闇を照らす光
君は気づいているだろうか、すでに私がここに居ることを。
君の周りには大勢の人たちがいて、君を必死に励ましている。だけど君がどれだけ辛く、苦しい思いをしているのかは知らない。
それはそうだろう。死の真実を知っているのは、死んだ者と私たちだけなのだから。そしてそれは決して生きている者へ語られることはない。
彼らの流す涙も、彼らの君にかける言葉も、君を真に救うことなど出来ない。それが出来るのは我々だけだ。
彼女の目から一筋の涙が流れた。

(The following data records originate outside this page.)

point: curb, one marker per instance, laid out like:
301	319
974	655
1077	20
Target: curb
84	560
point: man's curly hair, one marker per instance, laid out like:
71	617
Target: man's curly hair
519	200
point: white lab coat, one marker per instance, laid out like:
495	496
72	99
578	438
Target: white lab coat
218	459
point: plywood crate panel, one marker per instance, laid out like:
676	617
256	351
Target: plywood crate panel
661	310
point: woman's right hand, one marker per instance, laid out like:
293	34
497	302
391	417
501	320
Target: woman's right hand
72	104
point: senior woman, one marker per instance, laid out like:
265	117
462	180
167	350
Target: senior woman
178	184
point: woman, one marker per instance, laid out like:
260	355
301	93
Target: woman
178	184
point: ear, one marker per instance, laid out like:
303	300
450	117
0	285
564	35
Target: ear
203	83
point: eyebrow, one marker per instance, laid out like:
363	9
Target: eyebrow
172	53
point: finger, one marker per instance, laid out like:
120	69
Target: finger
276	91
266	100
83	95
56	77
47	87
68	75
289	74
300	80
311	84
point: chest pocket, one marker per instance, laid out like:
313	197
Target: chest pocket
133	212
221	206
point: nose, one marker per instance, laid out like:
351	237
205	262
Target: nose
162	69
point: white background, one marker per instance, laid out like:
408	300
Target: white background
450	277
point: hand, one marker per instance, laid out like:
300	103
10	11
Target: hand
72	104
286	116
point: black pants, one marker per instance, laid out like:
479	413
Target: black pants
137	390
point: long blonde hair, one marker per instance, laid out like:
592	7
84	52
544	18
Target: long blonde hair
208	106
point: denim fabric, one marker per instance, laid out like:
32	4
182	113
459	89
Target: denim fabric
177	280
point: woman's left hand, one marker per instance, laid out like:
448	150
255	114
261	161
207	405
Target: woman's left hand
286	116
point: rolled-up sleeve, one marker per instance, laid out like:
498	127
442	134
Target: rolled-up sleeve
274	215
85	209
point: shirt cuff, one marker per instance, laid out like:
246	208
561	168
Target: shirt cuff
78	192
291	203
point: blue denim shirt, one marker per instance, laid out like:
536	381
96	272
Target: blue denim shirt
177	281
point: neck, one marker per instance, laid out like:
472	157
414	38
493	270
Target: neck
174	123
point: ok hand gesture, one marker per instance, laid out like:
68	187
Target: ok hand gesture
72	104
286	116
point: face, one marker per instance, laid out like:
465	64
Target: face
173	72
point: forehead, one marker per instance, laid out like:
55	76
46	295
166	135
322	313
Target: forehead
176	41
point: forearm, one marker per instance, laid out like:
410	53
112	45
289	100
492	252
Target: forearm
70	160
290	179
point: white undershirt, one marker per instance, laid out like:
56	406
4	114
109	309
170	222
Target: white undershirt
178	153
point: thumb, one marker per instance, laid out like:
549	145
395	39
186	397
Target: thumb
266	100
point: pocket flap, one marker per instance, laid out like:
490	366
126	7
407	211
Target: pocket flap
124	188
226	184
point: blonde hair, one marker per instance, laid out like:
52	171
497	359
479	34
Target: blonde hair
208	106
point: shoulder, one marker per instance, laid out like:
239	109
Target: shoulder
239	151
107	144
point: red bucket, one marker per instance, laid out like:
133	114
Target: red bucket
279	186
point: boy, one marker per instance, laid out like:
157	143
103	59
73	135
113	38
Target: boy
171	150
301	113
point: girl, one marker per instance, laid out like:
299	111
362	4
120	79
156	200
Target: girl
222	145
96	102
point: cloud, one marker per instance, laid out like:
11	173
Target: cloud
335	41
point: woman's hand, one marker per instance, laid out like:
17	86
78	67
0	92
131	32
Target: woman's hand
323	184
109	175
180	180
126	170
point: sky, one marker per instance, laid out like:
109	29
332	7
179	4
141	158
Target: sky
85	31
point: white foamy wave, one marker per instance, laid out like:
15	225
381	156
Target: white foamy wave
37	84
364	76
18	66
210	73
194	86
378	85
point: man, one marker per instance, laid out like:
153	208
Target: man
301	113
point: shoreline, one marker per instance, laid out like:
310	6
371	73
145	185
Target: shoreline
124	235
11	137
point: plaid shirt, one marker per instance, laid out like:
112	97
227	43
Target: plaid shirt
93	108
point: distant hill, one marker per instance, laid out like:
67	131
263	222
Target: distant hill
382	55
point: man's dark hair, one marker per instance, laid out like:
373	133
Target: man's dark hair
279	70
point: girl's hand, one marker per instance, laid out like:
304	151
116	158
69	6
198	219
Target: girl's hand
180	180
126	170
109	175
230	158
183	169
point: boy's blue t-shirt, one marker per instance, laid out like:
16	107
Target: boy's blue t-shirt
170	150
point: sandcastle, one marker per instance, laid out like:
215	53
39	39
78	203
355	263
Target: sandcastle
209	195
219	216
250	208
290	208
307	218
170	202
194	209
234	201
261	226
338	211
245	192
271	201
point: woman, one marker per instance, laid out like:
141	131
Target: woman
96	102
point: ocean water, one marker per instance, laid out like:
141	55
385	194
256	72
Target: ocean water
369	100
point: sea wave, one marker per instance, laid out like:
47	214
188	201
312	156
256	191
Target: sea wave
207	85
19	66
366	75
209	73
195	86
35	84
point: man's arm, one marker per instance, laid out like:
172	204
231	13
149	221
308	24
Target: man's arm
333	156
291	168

誰かが「お医者様を!」と叫ぶ声もする。もう十分だろう。君はよく頑張った。彼らの期待に必死に答えた。
私は部屋の隅からそっと離れると、目を瞑る彼女の側へと近づく。そしてその体ではなく、魂にそっと触れた。そして時が来たのだと彼女に知らせてやる。
それを合図に、彼女の体から白いもやのようなものが浮かび上がった。その横では医者が除細動に反応しない彼女に、看護師に対して「エピネフリン!」と叫ぶのが聞こえる。
それに効果などはない。彼女は彼らの手から、もう私の手へと移っている。たとえそれが効果を発揮したとしても、それは彼女の苦しみを長引かせるだけのことだ。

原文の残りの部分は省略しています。